The tribe's president, Wendell Chino, supports the plan because of the money it could bring to the tribe. (Tribal officials have already received over $300,000 just for "studying" the proposal.) But the idea of nuclear waste on Indian land runs in direct opposition to the core beliefs of Indians like Laws. She has a deeply traditional Native American reverence for the Earth, which makes such a proposal appear as a kind of blasphemy. She minces no words in describing her tribe's situation: "For 500 years, the white western culture has tried to extinguish Native Americans as a group. We have been given malnutrition, poverty, alcoholism, disease, and now a nuclear waste dump. We're still fighting genocide."
While politicians from New England and Texas propose to bury mountains of "low-level" nuclear waste in shallow trenches in Sierra Blanca, a consortium of utility companies is backing the plan to put most of the nation's high-level nuclear waste into "temporary" storage on the Mescalero Reservation (although no one is willing to say for sure where it will go when the "temporary" period is up).
Meanwhile, another nuclear project that rivals both of these in scope sits just to the southeast of the Mescalero reservation, forming the third leg of what Addington, Laws and others have come to refer to as "the nuclear triangle." Here, near Carlsbad, New Mexico, the U.S. Department of Energy (DOE) and Westinghouse Nuclear have drilled an enormous complex of tunnels in a bedded salt formation a half mile underground, where they hope to bury almost a million barrels of plutonium-contaminated military waste, which has been piling up at the nation's nuclear weapons factories since the beginning of the cold war. Lawsuits and Congressional controversy have kept radioactive waste out of the ground there for almost 20 years, but the project is strongly supported by the local business community in Carlsbad, since about 700 workers are tenuously employed at the still-unused site.
These three sites together could handle the nation's entire commercial nuclear waste inventory, if called upon to do so. The only other type of nuclear waste left in the federal classification system is "transuranic," or plutonium-contaminated waste, all of which is presently destined for the Carlsbad site, according to the DOE's plans. Opening of any of these sites would break a long-standing logjam in the nuclear disposal system.

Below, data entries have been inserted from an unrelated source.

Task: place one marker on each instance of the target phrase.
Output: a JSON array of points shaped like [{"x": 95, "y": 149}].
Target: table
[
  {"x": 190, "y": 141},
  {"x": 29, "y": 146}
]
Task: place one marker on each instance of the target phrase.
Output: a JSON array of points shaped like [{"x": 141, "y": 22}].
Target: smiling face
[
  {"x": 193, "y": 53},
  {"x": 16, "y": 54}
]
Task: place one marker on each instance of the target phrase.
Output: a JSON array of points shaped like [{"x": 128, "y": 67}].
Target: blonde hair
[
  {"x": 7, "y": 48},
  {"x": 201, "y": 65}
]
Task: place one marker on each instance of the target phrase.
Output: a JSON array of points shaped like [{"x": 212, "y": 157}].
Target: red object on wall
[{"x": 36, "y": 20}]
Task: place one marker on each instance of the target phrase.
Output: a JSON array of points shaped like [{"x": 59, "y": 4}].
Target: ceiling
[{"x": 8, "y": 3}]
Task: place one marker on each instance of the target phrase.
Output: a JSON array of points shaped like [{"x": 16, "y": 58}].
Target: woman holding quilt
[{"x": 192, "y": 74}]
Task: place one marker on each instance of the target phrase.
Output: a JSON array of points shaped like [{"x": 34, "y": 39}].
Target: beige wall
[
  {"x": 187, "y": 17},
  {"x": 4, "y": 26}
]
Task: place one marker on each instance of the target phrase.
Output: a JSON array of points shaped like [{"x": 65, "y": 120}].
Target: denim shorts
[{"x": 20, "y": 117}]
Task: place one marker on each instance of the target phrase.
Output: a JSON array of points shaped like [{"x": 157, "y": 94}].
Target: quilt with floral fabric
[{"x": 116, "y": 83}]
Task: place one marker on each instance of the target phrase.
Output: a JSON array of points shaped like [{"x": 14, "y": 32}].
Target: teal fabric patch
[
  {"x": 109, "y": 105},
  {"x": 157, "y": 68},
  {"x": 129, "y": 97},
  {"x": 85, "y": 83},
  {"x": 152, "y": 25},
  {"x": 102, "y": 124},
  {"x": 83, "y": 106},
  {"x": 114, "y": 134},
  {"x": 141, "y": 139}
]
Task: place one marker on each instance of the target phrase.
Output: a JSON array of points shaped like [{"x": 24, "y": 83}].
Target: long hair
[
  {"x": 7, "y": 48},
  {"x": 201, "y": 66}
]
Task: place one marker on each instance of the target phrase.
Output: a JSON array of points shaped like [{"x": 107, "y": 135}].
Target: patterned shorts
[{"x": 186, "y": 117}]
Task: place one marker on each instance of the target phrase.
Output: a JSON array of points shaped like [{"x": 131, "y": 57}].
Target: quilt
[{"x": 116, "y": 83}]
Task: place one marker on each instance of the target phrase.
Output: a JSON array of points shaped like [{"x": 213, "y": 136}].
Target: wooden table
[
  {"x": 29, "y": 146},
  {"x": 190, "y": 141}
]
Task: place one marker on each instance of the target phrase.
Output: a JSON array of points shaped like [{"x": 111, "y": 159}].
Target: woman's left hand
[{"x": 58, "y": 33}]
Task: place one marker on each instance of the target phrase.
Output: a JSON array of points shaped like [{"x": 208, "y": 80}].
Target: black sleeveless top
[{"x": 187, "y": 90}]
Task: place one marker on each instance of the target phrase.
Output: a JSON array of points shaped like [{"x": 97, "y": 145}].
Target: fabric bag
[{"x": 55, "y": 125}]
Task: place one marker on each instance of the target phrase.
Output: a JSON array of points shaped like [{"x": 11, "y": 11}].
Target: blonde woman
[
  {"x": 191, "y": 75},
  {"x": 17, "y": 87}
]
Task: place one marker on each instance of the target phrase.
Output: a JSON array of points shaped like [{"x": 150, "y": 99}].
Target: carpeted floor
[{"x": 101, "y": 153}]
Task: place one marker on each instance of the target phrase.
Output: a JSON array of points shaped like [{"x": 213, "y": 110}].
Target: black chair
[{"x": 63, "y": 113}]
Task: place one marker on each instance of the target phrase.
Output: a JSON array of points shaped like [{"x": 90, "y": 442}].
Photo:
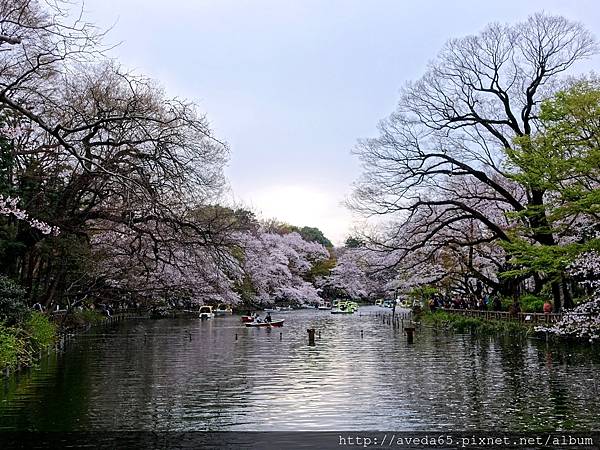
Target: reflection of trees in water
[
  {"x": 477, "y": 381},
  {"x": 567, "y": 394}
]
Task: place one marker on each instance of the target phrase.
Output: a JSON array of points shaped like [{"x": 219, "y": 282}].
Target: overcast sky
[{"x": 292, "y": 84}]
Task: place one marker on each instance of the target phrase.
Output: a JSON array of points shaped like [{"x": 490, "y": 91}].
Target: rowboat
[
  {"x": 223, "y": 310},
  {"x": 206, "y": 312},
  {"x": 345, "y": 308},
  {"x": 274, "y": 323}
]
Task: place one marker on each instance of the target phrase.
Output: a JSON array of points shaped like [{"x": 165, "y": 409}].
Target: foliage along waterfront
[{"x": 487, "y": 175}]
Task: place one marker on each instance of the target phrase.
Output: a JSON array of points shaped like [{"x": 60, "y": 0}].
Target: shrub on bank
[
  {"x": 41, "y": 331},
  {"x": 12, "y": 348},
  {"x": 12, "y": 305}
]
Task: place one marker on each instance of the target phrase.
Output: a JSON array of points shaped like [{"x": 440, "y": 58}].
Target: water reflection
[{"x": 184, "y": 374}]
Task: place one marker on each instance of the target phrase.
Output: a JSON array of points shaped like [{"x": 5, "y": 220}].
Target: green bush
[
  {"x": 12, "y": 348},
  {"x": 12, "y": 305},
  {"x": 91, "y": 316},
  {"x": 42, "y": 332}
]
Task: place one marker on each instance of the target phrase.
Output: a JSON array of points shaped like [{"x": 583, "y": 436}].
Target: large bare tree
[{"x": 457, "y": 122}]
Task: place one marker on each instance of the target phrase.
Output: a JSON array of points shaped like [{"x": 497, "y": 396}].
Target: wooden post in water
[
  {"x": 311, "y": 336},
  {"x": 409, "y": 334}
]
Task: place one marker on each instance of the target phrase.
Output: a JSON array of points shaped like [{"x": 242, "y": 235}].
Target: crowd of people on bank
[{"x": 484, "y": 302}]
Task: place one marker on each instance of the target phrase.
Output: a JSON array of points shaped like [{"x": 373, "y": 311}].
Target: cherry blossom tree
[
  {"x": 445, "y": 161},
  {"x": 276, "y": 266}
]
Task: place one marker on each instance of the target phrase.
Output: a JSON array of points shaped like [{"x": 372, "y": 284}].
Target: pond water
[{"x": 186, "y": 374}]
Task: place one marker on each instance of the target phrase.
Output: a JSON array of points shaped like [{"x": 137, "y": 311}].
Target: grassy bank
[
  {"x": 473, "y": 325},
  {"x": 21, "y": 344}
]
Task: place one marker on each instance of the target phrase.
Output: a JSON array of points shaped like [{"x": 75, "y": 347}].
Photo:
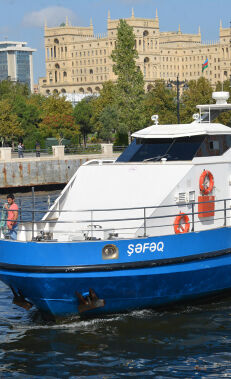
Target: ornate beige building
[{"x": 77, "y": 61}]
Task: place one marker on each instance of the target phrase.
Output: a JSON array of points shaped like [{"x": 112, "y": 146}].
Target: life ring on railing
[
  {"x": 206, "y": 189},
  {"x": 181, "y": 219}
]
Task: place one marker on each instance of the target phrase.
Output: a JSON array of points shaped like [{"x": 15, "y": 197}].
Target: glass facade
[
  {"x": 23, "y": 67},
  {"x": 3, "y": 65}
]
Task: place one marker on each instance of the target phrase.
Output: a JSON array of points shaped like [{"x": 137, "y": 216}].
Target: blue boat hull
[{"x": 186, "y": 267}]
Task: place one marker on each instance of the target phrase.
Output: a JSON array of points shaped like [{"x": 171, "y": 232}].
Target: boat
[{"x": 149, "y": 229}]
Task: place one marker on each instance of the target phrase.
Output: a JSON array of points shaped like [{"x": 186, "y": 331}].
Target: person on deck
[
  {"x": 12, "y": 217},
  {"x": 37, "y": 149},
  {"x": 20, "y": 150}
]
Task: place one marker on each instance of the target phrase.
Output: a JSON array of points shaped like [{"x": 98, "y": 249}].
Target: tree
[
  {"x": 9, "y": 124},
  {"x": 161, "y": 101},
  {"x": 198, "y": 92},
  {"x": 224, "y": 118},
  {"x": 10, "y": 89},
  {"x": 109, "y": 121},
  {"x": 57, "y": 119},
  {"x": 105, "y": 99},
  {"x": 129, "y": 90},
  {"x": 82, "y": 115}
]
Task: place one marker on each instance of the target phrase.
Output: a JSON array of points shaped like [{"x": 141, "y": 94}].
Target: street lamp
[{"x": 177, "y": 83}]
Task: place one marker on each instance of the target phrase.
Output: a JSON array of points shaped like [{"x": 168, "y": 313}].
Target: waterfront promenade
[{"x": 53, "y": 169}]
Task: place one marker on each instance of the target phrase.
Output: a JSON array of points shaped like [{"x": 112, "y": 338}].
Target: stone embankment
[{"x": 45, "y": 170}]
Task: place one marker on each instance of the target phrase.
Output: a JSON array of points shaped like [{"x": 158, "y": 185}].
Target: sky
[{"x": 23, "y": 20}]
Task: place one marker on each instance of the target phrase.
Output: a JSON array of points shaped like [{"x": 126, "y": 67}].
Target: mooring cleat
[{"x": 88, "y": 301}]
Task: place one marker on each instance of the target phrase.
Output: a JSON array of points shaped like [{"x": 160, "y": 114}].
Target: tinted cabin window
[
  {"x": 144, "y": 149},
  {"x": 214, "y": 146}
]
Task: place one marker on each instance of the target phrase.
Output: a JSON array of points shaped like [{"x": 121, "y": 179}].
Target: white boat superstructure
[{"x": 161, "y": 167}]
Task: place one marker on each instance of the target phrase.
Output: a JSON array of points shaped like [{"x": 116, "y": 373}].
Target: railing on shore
[
  {"x": 6, "y": 153},
  {"x": 120, "y": 223}
]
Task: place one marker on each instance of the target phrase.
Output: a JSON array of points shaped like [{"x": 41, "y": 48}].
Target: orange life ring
[
  {"x": 178, "y": 226},
  {"x": 204, "y": 189}
]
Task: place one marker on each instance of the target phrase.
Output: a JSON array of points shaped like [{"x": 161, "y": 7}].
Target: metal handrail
[{"x": 93, "y": 222}]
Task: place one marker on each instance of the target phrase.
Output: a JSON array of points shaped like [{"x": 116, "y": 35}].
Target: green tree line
[{"x": 120, "y": 109}]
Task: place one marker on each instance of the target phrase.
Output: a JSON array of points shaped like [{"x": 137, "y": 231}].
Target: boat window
[
  {"x": 214, "y": 146},
  {"x": 144, "y": 149}
]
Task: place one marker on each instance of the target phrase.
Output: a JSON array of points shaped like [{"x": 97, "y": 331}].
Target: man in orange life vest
[{"x": 12, "y": 217}]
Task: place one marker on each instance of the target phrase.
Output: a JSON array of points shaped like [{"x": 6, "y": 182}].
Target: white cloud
[{"x": 53, "y": 16}]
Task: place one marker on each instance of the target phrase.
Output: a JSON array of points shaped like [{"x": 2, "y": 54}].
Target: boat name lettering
[{"x": 141, "y": 248}]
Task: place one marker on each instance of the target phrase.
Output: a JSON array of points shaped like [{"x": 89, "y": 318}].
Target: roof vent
[{"x": 220, "y": 97}]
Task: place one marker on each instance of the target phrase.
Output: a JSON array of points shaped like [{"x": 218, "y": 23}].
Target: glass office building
[{"x": 16, "y": 62}]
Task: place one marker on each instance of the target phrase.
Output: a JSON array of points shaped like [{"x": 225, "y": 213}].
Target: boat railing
[{"x": 117, "y": 223}]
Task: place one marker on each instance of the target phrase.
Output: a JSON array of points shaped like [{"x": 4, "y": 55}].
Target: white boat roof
[{"x": 182, "y": 130}]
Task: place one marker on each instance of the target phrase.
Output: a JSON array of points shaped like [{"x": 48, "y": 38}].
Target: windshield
[{"x": 184, "y": 148}]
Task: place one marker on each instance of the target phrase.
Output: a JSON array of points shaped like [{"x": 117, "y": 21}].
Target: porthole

Richard Boren, organizer for the international Environmental Alliance of the Bravo (LAB) in El Paso, has made a career of fighting pollution along the Texas/Mexico border. According to Boren, "If all three of these projects open, we will have the largest concentration of nuclear waste in the United States right here in southern New Mexico and West Texas. That will be forever. A leak or a transportation accident from any of these sites could contaminate large areas of both states. We need to form a united front to fight these nuclear projects because radiation does not respect any boundaries."
Boren and his colleagues have received the support of national environmental groups on both sides of the border, including Greenpeace and Mexico's Grupo de los Cien Artistas y Intellectuales (Group of 100 Artists and Intellectuals). In the last Congress, Texas Representative Ron Coleman joined with New Mexico's Bill Richardson to stop ratification of an interstate compact that would have officially opened the Sierra Blanca site. This year, the ratification never got off the House floor. But even with anti-dump sentiment growing in the region, the issue isn't likely to just fade away.